# Pear Wood



## CanuckGal (Nov 26, 2008)

We had a pear tree that was dying in the back yard so we cut it down today. The stuff is heavy as lead! Is pear wood any good for wood working? We had to cut the trunk into smaller logs because it was so heavy, but if it's good for wood working I could use it for smaller projects. 
I don't know what kind of pear tree it was, the pears we did get off it were very green and hard. They never seemed to ripen fully. 
Any comments are appreciated!


----------



## scaggs68 (Jun 26, 2010)

From reading this, I would say it is a nice wood to have for a project. 

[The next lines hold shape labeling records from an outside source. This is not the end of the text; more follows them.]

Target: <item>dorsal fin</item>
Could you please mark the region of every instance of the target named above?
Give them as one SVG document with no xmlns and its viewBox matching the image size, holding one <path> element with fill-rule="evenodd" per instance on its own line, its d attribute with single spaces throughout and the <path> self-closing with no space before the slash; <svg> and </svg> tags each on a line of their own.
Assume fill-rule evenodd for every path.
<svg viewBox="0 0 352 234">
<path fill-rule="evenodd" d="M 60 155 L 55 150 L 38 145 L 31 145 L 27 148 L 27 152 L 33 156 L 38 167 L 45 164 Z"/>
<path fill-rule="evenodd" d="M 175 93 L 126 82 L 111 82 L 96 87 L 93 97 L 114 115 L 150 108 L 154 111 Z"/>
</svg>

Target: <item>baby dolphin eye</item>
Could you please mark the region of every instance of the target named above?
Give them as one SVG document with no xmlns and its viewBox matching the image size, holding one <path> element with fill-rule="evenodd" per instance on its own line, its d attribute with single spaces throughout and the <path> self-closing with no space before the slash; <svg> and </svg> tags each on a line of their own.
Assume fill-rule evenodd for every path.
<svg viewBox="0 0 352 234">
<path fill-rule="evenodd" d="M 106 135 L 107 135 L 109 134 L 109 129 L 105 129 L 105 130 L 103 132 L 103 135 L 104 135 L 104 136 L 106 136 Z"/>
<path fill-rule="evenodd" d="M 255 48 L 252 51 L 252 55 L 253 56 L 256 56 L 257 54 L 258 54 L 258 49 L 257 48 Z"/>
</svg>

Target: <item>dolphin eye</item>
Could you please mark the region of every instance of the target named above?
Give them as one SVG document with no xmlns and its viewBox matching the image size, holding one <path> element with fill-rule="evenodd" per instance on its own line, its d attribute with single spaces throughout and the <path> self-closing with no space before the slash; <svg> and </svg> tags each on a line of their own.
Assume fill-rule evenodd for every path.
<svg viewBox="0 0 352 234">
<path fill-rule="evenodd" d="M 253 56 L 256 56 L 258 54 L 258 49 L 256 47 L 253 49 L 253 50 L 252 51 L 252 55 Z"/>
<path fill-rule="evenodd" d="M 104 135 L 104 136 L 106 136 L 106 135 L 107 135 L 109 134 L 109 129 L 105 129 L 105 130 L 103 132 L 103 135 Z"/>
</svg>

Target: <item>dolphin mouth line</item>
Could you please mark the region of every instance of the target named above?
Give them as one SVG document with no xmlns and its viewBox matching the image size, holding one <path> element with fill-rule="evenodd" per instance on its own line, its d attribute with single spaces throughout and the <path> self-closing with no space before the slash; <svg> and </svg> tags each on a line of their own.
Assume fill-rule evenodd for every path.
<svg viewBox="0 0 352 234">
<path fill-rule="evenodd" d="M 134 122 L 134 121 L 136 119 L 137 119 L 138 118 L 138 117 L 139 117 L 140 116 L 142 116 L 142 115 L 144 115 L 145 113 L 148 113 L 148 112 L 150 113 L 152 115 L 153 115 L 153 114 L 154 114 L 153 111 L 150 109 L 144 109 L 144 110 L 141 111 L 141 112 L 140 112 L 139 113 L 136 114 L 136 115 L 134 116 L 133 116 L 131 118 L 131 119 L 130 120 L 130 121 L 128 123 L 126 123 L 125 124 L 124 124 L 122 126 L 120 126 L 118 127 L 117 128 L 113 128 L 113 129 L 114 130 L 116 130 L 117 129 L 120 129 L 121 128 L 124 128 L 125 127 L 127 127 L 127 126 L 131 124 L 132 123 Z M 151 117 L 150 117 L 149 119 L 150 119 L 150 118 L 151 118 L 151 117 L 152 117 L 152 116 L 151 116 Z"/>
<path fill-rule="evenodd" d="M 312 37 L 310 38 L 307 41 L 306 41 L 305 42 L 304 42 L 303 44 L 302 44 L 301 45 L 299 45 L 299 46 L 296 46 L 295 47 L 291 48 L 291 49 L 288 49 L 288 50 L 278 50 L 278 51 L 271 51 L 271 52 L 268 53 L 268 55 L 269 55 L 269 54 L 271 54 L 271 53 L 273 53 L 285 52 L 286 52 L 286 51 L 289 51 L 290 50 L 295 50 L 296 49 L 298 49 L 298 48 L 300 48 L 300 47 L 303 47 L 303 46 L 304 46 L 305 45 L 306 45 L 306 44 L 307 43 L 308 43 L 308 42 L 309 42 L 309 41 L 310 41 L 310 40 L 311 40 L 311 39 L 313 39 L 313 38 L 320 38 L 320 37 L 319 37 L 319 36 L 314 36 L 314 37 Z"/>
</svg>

Wood Types-Pear | Northwest Fine Woodworking | Fine Wood Furniture


----------



## CanuckGal (Nov 26, 2008)

Thanks Danny. I just did a Google search and found some info. Seems pear is a very good wood, but drying it can be a pain. It tends to twist and warp. It needs to be seriously weighted down. I'll have to figure something out.


----------



## scaggs68 (Jun 26, 2010)

Park your car on it... :lol:

Now that I got that out of my system, you could try to make a flute or something along that line. It would be an interesting project.


----------



## CanuckGal (Nov 26, 2008)

It sounds like it needs a car parked on it to keep it from twisting! I won't be making anything from it until it dries. Could be a long while.


----------



## scaggs68 (Jun 26, 2010)

Here is another one Deb, but you may have already seen this one, I liked it, so thought I would share.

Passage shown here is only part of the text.